No further evidence for group differences emerged, although there was a trend (p < .09) for maltreated participants to rate all outcomes as less positive than controls. Additional analyses revealed that cues and outcomes elicited intended affective responses (Supplementary Material).
Basal Ganglia Responses
Cues
There were two effects involving Group: a Group × Structure interaction, F(3,120) = 3.26, p < .05, and a Group × Cue × Hemisphere interaction, F(2,80) = 3.77, p = .03. To evaluate the triple interaction, Group × Cue ANOVAs were performed in each hemisphere. The interaction was significant in the left hemisphere, F(2,80) = 3.84, p < .04 (right hemisphere, F(2,80) < 1). Two steps were taken to decompose this interaction. First, within-group tests examined whether cues elicited differential activity in each group. In controls, a one-way ANOVA on data averaged across left hemisphere ROIs confirmed the predicted Cue effect, F(2,56) = 7.54, p = .005: responses to reward cues (.048±.06) were stronger (ps < .006) than responses to no-incentive (.006±.05) or loss cues (.021±.05), which did not differ (p = .17). By contrast, a similar ANOVA in maltreated participants was non-significant, F(2,24) = 1.18, p = .32: follow-up t-tests revealed no differences between responses to no-incentive (.021±.04), loss (.039±.04), or reward cues (.019±.05) (ps > .10). Second, a between-groups t-test investigated the predicted difference in reward cue responses averaged across left hemisphere ROIs; the test was non-significant, t(40) = 1.42, p = .16.

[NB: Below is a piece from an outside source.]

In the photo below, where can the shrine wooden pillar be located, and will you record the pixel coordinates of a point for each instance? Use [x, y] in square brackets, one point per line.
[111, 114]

In light of the Group × Structure interaction, additional Group × Cue ANOVAs were conducted for each left hemisphere structure to investigate whether group differences were stronger in particular ROIs. The Group × Cue interaction was not significant in the left NAcc or caudate, Fs (2,80) < 2.74, ps > .08, but was significant in the left putamen, F(2,80) = 3.60, p < .05, and left pallidus, F(2,80) = 3.73, p = .03. Accordingly, between-groups t-tests were conducted in these regions (Figure 3).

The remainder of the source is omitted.